After investors fled equities in the morning due to proposed retaliatory tariffs from China, their concerns about a potential trade war eased by the afternoon after Trump’s top economic adviser Larry Kudlow said the administration was in a “negotiation” with China rather than a trade war.
The markets were comforted by the fact that any tariffs would not take effect immediately, if at all. Strategists also cited the S&P’s bounce above a key technical support level and said they expect equities to rise further around the first quarter earnings season, due to start in mid-April.
The S&P opened below its 200-day moving average, a key technical level, but inched above it as the session progressed, and by afternoon it was in positive territory.
The turnaround marked the first time the S&P had showed gains for two consecutive days since early March.
Despite big swings in stocks, trading activity in equity options was muted as expectations for strong corporate earnings quelled the urge to load up on contracts that benefit from a surge in market volatility. The Cboe Volatility Index closed down 1.04 points at 20.06.
The technology sector rose 1.4 percent with only two of its stocks ending the day in negative territory.
Facebook was pummeled on the news that its chief executive would testify before Congress over its data privacy scandal.
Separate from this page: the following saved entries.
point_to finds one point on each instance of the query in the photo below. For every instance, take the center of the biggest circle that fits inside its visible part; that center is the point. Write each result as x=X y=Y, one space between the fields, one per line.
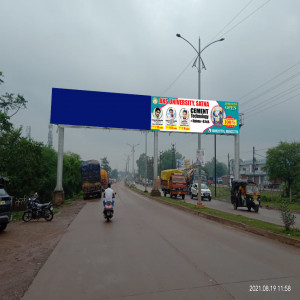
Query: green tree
x=209 y=168
x=71 y=174
x=141 y=164
x=47 y=180
x=114 y=174
x=21 y=159
x=166 y=160
x=283 y=162
x=9 y=106
x=105 y=165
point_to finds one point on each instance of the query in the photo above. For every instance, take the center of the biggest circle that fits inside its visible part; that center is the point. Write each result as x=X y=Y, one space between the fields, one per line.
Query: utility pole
x=253 y=164
x=173 y=156
x=228 y=167
x=146 y=161
x=132 y=151
x=160 y=161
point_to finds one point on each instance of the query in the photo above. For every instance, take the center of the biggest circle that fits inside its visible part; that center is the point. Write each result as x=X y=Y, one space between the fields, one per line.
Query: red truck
x=173 y=182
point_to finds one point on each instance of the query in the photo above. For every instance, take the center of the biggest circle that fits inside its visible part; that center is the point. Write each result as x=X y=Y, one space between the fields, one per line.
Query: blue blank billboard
x=100 y=109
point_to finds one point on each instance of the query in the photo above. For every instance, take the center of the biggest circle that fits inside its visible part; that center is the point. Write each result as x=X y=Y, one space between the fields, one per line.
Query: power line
x=247 y=17
x=276 y=76
x=271 y=99
x=177 y=77
x=272 y=88
x=232 y=19
x=272 y=106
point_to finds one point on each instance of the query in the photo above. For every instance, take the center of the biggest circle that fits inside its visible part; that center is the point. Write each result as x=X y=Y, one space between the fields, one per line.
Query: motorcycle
x=36 y=210
x=108 y=211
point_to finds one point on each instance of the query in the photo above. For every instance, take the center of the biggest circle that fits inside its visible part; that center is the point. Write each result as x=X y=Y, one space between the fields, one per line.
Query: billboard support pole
x=58 y=194
x=155 y=191
x=237 y=157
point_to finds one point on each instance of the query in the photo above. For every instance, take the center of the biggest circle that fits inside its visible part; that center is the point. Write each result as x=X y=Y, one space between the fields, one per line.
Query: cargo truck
x=173 y=182
x=91 y=179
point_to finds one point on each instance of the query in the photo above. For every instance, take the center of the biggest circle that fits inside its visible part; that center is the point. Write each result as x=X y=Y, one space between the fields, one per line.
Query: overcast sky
x=130 y=46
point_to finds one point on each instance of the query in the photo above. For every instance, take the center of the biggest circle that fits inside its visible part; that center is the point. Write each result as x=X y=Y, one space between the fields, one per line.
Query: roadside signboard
x=190 y=115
However, the shares closed well off itheir session low with a 0.6 percent drop to $155.10.
Boeing was the largest drag on the Dow due to its exposure to China, as its shares ended the day well off their session lows with a one percent decline to $327.44 after falling as low as $311.88.
Farm machinery company Deere ended the trading day down 2.9 percent at $148.57 as it could be hurt by China tariffs if its customers’ exports are curbed.
After being a laggard for much of the session, the S&P 500’s industrials sector turned positive late in the day to close 0.4 percent higher.
Approximately 7.04 billion shares changed hands on the major domestic equity exchanges, as compared to a 7.3 billion share average for the past 20 trading days.